Fewer than one in 10 medical school graduates today are Black. In addition, MSU (September 9, 2022) Morgan State medical school will be the first osteopathic medical school in the region and the only one at an HBCU. 

A Denver-based company called Salud Education approached administrators at Morgan State to gauge their interest in partnering to start a new institution. The company previously helped to open medical schools at New Mexico State University, Idaho State University, and elsewhere. 

The proposed medical school will be a separate, privately operated entity affiliated with Morgan. That means no state funding will be needed to build a facility for the school or manage it. 

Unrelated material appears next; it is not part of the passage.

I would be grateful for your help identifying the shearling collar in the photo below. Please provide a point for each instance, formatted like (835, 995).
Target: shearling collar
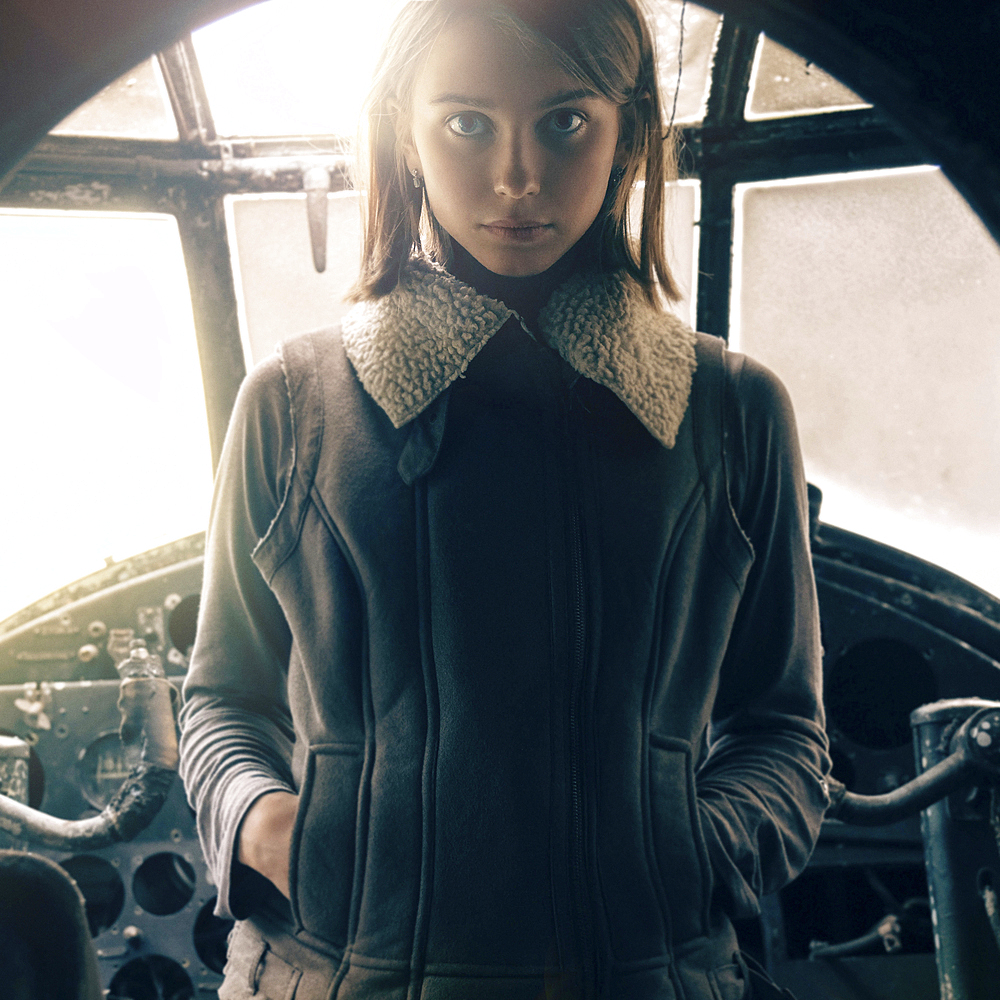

Two years ago, TheNarrativeMatters (October 18, 2021) published an article about osteopathic medicine. It’s been 100 years since Dr. Meta Loretta Christy became the first Black woman in America to graduate from what is now the Philadelphia College of Osteopathic Medicine. 

And just two years ago, Dr. Ashley Roxanne Peterson, now 26, graduated from the same school as the youngest Black female osteopathic physician in America in 2019.

Two years ago, The NarrativeMatters (October 18, 2021) published an article about osteopathic medicine. The practice of osteopathic medicine began in the United States in 1874; it wasn’t until 1892, that Dr. Andrew Taylor Still, coined the name and founded the American School of Osteopathy in Kirksville, Missouri, at a time when osteopathic medicine was largely believed to be fraudulent.

 There are about three dozen osteopathic medical school trained students in a holistic approach to medicine. Five other HBCUs have traditional or “allopathic” medical schools. Doctors of osteopathic medicine (D.O.) focus on preventive care, emphasizing the musculoskeletal system and environmental factors. 

In contrast, doctors of medicine (M.D.) are trained to use medication and surgery as treatment. Osteopathic doctors often work in primary care. The doctor of osteopathic medicine degree, or D.O., is equivalent to allopathic physicians who hold a doctor of medicine degree, or M.D.

In an information age where someone astute at finding information can look up their medication, get additional information about an ailment. Osteopathic medicine has become more popular among the population, particularly among Black culture, where socioeconomic and sociopolitical pressures may contribute to specific health conditions, so taking into account a whole-person and preventative approach to health care may have a more effective outcome than traditional allopathic medicine which relies more on pharma-therapeutic answers to specific disease conditions. 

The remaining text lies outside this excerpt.